The sweeping terms of the 2006 Civil Union Act placed South Africa in a select club of nations that have enacted similar laws and that, until last year, included only Canada, Belgium, Spain and the Netherlands. But there are glimmers of change in other nations. China decriminalized sodomy a decade ago and removed homosexuality from its list of mental disorders in 2001. Police broke up a gay and lesbian festival in Beijing in 2005 but took no action last February against an unauthorized rally in support of legalizing gay marriage. The Chinese Communist Party has established gay task forces in all provincial capitals to promote HIV/AIDS awareness and prevention. And in April a Web site launched a weekly hour-long online program called Connecting Homosexuals with an openly gay host. It is the first show in China to focus entirely on gay issues.

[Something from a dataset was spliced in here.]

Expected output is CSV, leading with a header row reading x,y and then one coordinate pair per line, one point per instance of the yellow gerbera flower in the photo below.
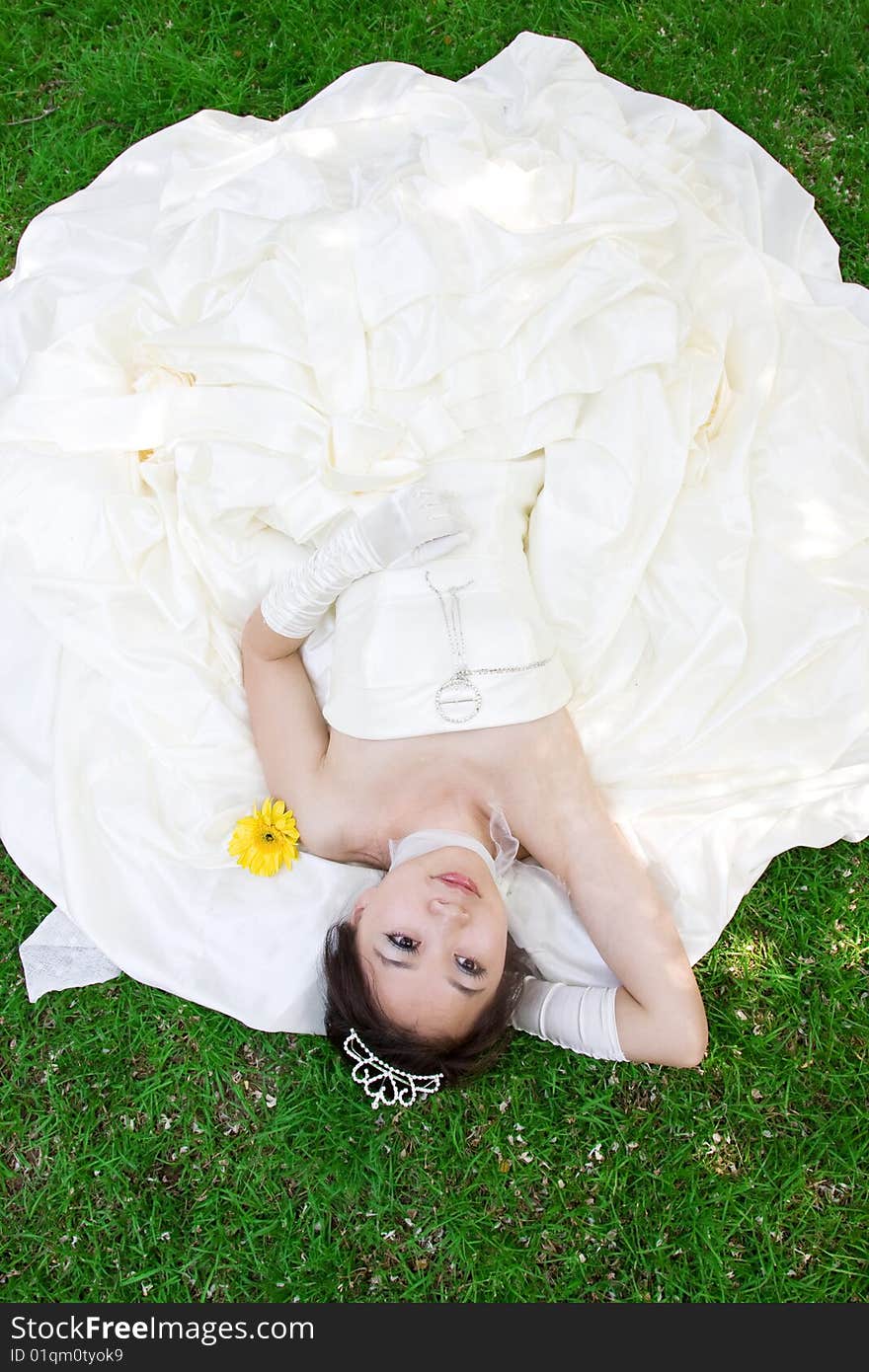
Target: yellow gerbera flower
x,y
267,838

Tolerance, however, by no means spans the globe. Homosexuality remains taboo throughout the greater Middle East. In most of the Far East, laws permitting gay and lesbian civil unions are many years if not decades away. In Latin America, universal acceptance of homosexuality is a long way off. Jamaica is a hotbed of homophobia. Even in Mexico, the first couple to take advantage of Coahuila's new civil-union statute were fired from their jobs as sales clerks after their boss realized they were lesbians. The new Mexico City law grants same-gender civil unions property and inheritance rights, but not the right to adopt children.
Even Mexican gays who still struggle against daily bias see signs of improvement, however. In 2003 José Luis Ramírez landed work as a buyer at the Mexico City headquarters of a leading department-store chain, and things were going swimmingly until he brought his boyfriend to a company-hosted dinner with clients. "My boss's face just dropped," recalls Ramírez. Ramírez was subsequently denied promotions and left the company last year. But sexuality "isn't an issue" with his current employer, a new household-furnishings retailer.
Tolerance is now the majority, at least among the young. A 2005 poll by the Mitofsky market-research firm found that 50 percent of all Mexicans between the ages of 18 and 29 supported proposals to allow gay marriage. Karla Lopez met Karina Almaguer on the assembly line of a Matamoros auto-stereo factory. The two became the first Mexican couple to marry under the civil-union bill; Lopez, now 30, is a mother of three. She urges more gays and lesbians to follow her example and come out publicly. "I felt strange at first because people would judge us and look at us from head to toe," she says. "But I now feel more secure and at ease." If more political leaders, clergymen and judges act to legitimize folks like Karla Lopez, the new mood of tolerance will surely proliferate across the planet in her lifetime.